Let $F_1 := \{f \in C^\infty(\mathbb{R}) \mid \|\frac{df}{dx}\|_\infty \le c_1\}$ ($c_i > 0$ throughout).

Given $f, g \in F_1$, we have by the chain rule that $g \circ f \in F_1$ if

$\|\frac{dg}{df}\|_\infty \|\frac{df}{dx}\|_\infty \le c_1$

and this is automatically true if $c_1 \le 1$.

Now let $F_2 := \{f \in F_1 \mid \|\frac{d^2f}{dx^2}\|_\infty \le c_2\}$.

Given $f, g \in F_2$, we have by the generalized chain rule (Faà di Bruno's formula) that $g \circ f \in F_2$ if it is in $F_1$ and

$\|\frac{d^2g}{df^2}\|_\infty \|\frac{df}{dx}\|_\infty^2 + \|\frac{dg}{df}\|_\infty \|\frac{d^2f}{dx^2}\|_\infty \le c_2$

and this is automatically true if $c_1, c_2$ satisfy the corresponding inequality $c_2 c_1^2 + c_1 c_2 \le c_2$, i.e. if $c_1^2 + c_1 \le 1$ (in which case $c_1 \le 1$ also).


In general, let $F_n := \{f \in F_{n-1} \mid \|f^{(n)}\|_\infty \le c_{n} \}$.

Given $f, g \in F_n$, we have by the generalized chain rule that $g \circ f \in F_n$ if it is in $F_{n-1}$ and

$\sum_{\pi\in\Pi(n)} \|g^{(|\pi|)}\|_\infty \prod_{B\in\pi} \|f^{(|B|)}\|_\infty \le c_n$ (notation from the Wikipedia article)

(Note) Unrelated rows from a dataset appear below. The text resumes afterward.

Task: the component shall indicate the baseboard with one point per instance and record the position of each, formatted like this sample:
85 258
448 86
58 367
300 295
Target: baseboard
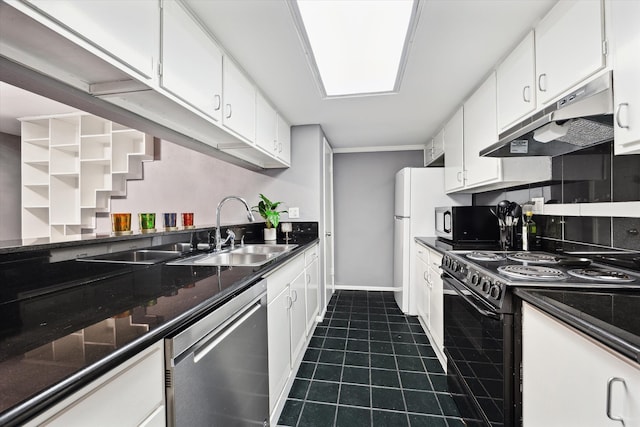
364 288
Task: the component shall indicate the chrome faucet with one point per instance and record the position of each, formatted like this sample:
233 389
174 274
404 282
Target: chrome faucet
230 234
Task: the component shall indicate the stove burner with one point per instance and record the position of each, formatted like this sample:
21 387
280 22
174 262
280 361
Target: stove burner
532 272
531 257
603 274
485 256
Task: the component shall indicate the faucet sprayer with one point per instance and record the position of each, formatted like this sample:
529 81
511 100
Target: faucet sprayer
218 238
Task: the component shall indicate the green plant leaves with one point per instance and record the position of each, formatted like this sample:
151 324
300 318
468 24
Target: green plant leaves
268 210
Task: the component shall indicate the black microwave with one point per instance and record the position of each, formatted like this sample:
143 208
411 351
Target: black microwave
467 224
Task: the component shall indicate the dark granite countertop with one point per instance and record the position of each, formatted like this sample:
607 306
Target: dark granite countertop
64 324
609 317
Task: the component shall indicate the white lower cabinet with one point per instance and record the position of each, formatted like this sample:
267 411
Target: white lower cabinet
312 286
569 379
291 296
131 394
430 303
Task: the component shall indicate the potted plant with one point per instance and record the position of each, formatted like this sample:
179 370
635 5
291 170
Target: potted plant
269 211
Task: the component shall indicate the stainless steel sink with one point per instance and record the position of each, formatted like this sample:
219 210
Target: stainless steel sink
268 249
140 256
245 256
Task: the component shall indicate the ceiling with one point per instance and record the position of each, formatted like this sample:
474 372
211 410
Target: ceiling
456 44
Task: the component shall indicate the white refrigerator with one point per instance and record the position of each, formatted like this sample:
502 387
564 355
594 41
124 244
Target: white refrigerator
418 192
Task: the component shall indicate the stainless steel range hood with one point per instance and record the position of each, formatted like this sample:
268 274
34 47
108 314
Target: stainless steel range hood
579 120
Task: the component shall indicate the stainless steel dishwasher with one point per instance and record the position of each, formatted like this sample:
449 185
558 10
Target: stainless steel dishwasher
217 370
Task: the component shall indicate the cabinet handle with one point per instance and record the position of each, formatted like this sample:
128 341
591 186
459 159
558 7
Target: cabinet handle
540 77
526 93
618 110
609 389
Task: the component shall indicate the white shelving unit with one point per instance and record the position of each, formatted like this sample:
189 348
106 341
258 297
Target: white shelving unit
71 165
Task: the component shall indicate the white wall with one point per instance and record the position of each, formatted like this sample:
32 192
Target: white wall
10 198
364 185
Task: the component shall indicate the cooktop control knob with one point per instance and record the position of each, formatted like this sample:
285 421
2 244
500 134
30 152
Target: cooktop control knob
475 279
485 285
495 292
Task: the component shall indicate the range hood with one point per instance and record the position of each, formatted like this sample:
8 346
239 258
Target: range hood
581 119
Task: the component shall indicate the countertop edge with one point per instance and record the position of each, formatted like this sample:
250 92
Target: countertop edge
29 408
599 333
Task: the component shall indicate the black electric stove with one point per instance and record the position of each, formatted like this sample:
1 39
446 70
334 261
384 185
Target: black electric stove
491 273
481 324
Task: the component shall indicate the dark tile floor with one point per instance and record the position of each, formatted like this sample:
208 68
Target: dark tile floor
369 365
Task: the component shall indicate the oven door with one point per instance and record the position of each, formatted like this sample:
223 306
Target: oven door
478 343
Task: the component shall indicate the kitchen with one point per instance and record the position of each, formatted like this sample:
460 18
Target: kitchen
589 215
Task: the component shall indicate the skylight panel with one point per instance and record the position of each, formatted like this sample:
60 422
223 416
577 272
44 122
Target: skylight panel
356 46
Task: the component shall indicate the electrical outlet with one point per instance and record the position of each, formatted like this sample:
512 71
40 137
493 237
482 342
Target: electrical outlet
294 213
538 204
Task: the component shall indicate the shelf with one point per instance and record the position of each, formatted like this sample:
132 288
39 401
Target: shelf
71 148
42 142
102 162
67 170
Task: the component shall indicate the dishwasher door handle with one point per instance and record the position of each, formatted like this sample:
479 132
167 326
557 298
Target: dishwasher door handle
200 353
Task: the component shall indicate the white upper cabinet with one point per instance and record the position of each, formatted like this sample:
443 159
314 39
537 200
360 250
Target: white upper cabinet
191 61
625 17
283 148
569 47
239 101
479 132
266 125
516 83
129 34
453 160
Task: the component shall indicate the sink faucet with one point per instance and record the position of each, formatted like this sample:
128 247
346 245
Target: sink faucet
218 238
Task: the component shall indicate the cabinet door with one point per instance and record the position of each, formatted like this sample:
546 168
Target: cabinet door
298 316
479 132
453 159
625 17
312 292
566 374
568 47
438 145
134 391
516 84
284 140
423 289
266 125
128 31
436 302
279 344
201 85
239 101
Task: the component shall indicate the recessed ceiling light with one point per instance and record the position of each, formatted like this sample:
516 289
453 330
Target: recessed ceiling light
356 47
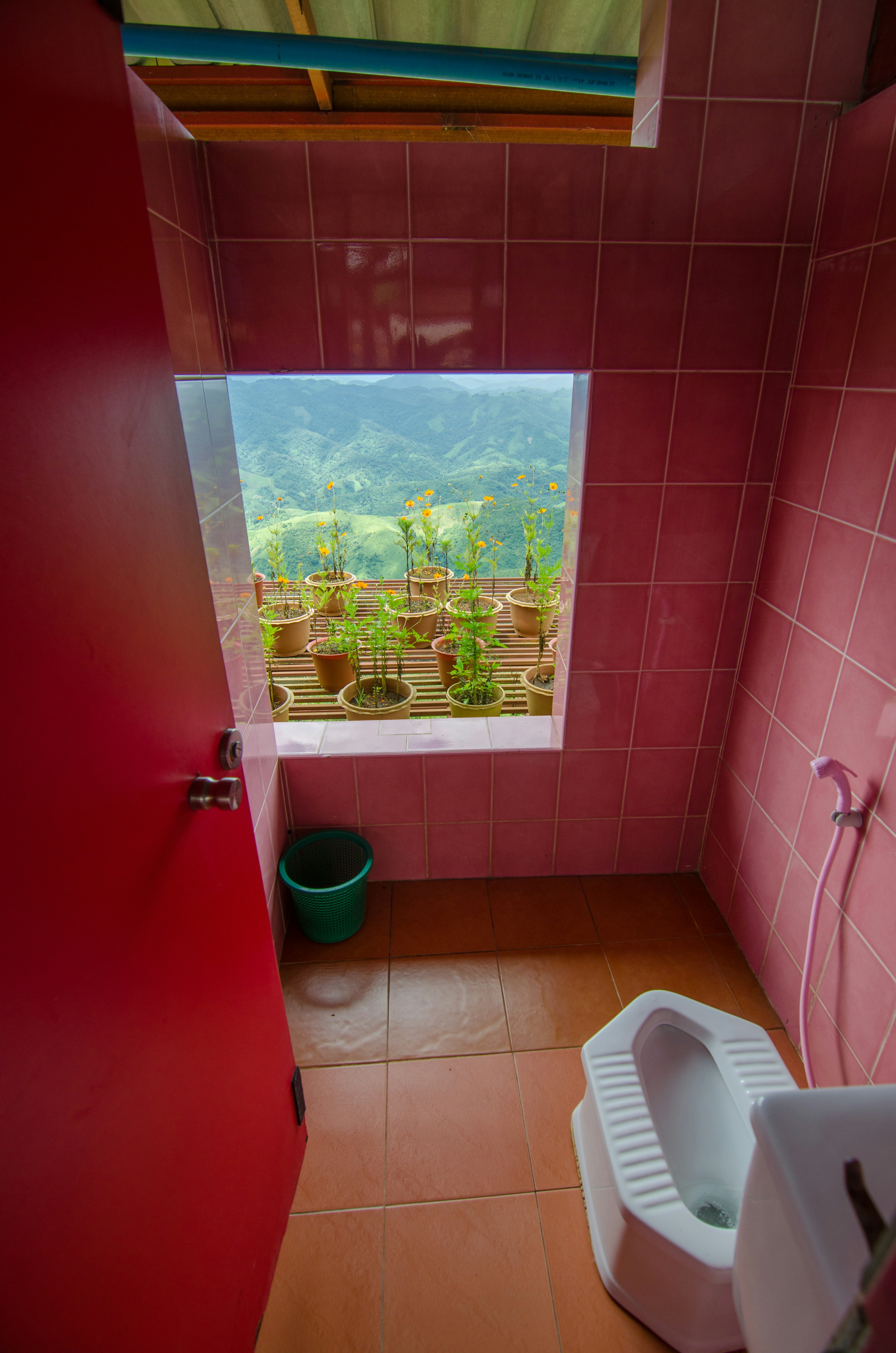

and this is automatically true if the $c_i$ satisfy the corresponding inequalities

$\sum_{\pi \in \Pi(i)} c_{(|\pi|)} \prod_{B \in \pi} c_{(|B|)} \le c_i \forall i \in \{1, ..., n\}$.

My question then is: can $F_\infty := \bigcap_{n \in \mathbb{N}} F_n$ be closed under composition without being trivial? In other words:

Does there exist a sequence of values $c_i > 0$ which satisfy the inequalities

$\sum_{\pi \in \Pi(i)} c_{(|\pi|)} \prod_{B \in \pi} c_{(|B|)} \le c_i \forall i \in \mathbb{N}$?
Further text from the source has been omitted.